2) unless the applications being built and delivered to customers are truly critical to the business (and even a few minutes of down time would be very costly) - but I assume that for most companies that use Databricks this would not be the case.

3) does the idea of a workspace failing even make sense? In Databricks we have multiple compute clusters that can be defined. One could create a compute cluster called "PROD" only to be used for production applications...

Thank you very much in advance,

Oliver

6 REPLIES 6

@Retired_mod could you please reach out to Mohan Mathews. Thank you

-werners-
Esteemed Contributor III

I am in that particular situation, only one workspace where we have a prod and dev branch (and feature branches of course).

And we are in the process of setting up a development environment.

Why? Because it takes too much time and effort to make sure you do not break anything in prod.

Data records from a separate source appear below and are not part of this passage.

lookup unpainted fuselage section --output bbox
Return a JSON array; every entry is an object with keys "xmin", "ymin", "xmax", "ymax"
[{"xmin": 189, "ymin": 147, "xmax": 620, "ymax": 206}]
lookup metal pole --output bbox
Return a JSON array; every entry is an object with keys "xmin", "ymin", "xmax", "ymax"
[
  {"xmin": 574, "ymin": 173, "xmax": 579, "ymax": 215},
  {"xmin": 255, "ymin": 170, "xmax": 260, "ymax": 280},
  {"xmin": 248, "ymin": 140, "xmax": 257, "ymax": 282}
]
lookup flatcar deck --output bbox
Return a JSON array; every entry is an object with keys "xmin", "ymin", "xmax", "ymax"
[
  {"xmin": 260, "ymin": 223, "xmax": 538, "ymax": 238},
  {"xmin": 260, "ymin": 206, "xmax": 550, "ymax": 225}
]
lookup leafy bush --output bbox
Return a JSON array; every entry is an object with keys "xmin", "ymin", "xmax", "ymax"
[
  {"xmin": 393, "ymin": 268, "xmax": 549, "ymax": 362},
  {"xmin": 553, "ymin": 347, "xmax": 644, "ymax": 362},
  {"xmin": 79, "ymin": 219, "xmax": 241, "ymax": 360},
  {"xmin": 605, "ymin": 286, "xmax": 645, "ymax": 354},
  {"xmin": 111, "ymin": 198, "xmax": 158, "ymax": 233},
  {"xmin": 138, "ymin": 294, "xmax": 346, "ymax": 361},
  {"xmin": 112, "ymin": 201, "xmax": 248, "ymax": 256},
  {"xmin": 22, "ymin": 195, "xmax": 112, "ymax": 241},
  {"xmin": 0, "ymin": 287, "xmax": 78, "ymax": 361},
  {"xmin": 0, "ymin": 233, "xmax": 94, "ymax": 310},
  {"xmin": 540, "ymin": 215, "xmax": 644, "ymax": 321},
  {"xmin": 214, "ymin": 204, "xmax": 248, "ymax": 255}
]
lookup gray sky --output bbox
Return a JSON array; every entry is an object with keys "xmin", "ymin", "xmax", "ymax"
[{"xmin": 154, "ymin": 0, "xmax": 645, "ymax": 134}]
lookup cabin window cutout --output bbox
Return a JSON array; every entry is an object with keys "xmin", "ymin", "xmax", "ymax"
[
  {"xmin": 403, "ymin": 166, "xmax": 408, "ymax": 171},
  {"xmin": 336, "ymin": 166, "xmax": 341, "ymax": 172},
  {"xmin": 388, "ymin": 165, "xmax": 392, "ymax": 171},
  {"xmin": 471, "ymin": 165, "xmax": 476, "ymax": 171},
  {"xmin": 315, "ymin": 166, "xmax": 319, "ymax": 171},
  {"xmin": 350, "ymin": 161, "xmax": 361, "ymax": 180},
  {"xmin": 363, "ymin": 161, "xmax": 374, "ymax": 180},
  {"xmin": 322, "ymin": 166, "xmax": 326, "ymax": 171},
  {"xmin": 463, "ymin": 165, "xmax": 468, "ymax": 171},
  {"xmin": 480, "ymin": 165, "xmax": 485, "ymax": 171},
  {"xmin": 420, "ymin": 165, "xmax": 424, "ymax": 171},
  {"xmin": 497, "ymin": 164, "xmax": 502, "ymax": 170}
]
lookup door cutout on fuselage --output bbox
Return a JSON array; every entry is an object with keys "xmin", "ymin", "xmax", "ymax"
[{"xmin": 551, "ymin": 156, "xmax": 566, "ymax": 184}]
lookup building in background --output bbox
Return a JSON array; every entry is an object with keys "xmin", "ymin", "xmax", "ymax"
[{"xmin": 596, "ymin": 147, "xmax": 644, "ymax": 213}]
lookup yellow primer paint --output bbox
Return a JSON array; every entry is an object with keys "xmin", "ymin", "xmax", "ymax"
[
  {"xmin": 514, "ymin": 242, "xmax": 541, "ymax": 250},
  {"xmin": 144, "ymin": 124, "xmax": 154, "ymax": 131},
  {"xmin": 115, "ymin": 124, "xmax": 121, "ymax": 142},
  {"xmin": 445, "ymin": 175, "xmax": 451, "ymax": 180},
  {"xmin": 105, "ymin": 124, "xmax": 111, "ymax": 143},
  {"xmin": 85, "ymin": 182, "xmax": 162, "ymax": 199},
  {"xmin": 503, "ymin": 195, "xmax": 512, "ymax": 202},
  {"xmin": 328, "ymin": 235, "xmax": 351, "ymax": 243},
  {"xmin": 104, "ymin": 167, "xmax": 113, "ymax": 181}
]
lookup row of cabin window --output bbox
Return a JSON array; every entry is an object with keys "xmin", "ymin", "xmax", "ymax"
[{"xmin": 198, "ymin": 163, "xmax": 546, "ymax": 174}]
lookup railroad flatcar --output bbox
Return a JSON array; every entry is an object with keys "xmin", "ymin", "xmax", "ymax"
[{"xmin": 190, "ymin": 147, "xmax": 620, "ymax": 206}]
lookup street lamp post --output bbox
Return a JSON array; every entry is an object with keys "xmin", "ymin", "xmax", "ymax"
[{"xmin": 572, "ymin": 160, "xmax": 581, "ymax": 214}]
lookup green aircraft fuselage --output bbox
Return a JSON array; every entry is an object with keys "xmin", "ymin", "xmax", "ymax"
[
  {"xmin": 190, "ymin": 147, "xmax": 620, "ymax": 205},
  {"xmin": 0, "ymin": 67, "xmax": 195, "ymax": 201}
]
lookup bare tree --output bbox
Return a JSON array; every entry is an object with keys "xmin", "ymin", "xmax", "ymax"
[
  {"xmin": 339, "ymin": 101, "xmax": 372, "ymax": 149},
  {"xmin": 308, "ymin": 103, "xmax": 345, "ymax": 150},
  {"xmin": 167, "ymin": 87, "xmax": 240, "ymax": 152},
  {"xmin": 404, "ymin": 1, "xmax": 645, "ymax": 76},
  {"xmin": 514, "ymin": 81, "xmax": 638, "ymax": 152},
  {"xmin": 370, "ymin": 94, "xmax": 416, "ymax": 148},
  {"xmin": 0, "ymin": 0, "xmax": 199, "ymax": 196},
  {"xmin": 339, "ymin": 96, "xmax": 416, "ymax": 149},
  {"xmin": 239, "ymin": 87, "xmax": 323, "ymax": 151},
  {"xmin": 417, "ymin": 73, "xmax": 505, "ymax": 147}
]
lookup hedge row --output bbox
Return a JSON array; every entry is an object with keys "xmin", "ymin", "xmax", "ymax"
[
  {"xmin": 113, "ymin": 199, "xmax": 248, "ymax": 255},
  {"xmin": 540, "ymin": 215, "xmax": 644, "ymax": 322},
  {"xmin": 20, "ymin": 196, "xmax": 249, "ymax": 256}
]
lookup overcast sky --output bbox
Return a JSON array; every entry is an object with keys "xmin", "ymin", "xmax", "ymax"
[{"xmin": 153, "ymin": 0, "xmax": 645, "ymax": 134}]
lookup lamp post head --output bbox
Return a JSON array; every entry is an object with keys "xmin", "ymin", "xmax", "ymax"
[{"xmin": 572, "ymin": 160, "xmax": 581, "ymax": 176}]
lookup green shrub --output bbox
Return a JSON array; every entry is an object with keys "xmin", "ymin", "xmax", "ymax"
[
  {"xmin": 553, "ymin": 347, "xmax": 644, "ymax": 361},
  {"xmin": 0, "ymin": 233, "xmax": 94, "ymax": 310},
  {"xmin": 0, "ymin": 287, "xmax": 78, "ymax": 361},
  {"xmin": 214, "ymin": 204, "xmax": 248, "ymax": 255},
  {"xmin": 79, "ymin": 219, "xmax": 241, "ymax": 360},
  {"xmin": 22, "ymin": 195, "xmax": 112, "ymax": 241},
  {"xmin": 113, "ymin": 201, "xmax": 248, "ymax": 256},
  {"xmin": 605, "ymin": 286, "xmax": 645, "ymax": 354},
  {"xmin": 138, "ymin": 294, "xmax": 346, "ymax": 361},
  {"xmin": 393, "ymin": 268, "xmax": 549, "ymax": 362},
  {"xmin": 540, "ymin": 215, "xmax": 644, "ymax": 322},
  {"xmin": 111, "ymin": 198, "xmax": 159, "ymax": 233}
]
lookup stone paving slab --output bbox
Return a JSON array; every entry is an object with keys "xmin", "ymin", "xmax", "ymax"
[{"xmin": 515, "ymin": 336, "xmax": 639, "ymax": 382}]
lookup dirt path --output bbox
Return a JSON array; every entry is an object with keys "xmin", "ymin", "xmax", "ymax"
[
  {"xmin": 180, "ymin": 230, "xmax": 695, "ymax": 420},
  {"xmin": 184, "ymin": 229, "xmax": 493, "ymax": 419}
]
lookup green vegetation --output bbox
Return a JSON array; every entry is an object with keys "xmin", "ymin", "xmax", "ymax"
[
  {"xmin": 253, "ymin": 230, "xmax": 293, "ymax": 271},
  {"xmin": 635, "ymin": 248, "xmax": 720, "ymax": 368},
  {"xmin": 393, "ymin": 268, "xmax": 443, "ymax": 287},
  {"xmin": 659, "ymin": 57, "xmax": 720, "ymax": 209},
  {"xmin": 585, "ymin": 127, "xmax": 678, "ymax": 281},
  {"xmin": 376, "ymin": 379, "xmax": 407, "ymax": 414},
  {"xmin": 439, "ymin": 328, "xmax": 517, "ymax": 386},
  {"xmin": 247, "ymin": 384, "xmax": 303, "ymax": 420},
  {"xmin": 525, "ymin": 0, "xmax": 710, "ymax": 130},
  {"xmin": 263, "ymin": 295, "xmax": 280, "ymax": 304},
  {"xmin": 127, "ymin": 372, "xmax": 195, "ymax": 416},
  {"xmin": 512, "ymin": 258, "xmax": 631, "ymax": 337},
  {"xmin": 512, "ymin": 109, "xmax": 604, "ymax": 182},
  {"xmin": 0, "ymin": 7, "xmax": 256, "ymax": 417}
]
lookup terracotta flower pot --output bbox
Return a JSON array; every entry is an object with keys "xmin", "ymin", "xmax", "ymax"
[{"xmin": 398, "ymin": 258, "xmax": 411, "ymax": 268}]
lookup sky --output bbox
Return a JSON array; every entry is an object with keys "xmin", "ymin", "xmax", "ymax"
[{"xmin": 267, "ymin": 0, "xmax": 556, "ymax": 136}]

Also all of our source systems have DEV/PROD, and sometimes we need to extract from dev systems, into our production data lake... You see where it gets nasty?

If it were purely the notebook code, a separate environment is not necessary, but there is more to it than that.

My ideal situation however would be to have split environments for code but not for the data itself.

LakeFS f.e. would be a nice to have (git for data!).

Thanks @Werner Stinckens​ .

"Why? Because it takes too much time and effort to make sure you do not break anything in prod."

That's the bit I'm not getting... if you have a standalone compute cluster dedicated to PROD (and only PROD), and you don't touch the code in the PROD branch outside of releases, then how would the chance of breaking something be higher than in a completely separate PROD workspace?

-werners-
Esteemed Contributor III

That's what I mentioned. If you look solely at the notebook code, a separate env is not possible.

We are still running like that.

The reason to split environments is if you need to have a link to dev systems, unit tests, config files which might be put in different places etc.

Anonymous
Not applicable

Hi @Oliver Angelil​ 

Hope all is well! Just wanted to check in if you were able to resolve your issue and would you be happy to share the solution or mark an answer as best? Else please let us know if you need more help. 

We'd love to hear from you.

Thanks!

@Vidula Khanna​ there is no issue to resolve. See my original post. Still hoping for a response from Mohan Mathews. @Kaniz Fatma​ wondering if he got back to you?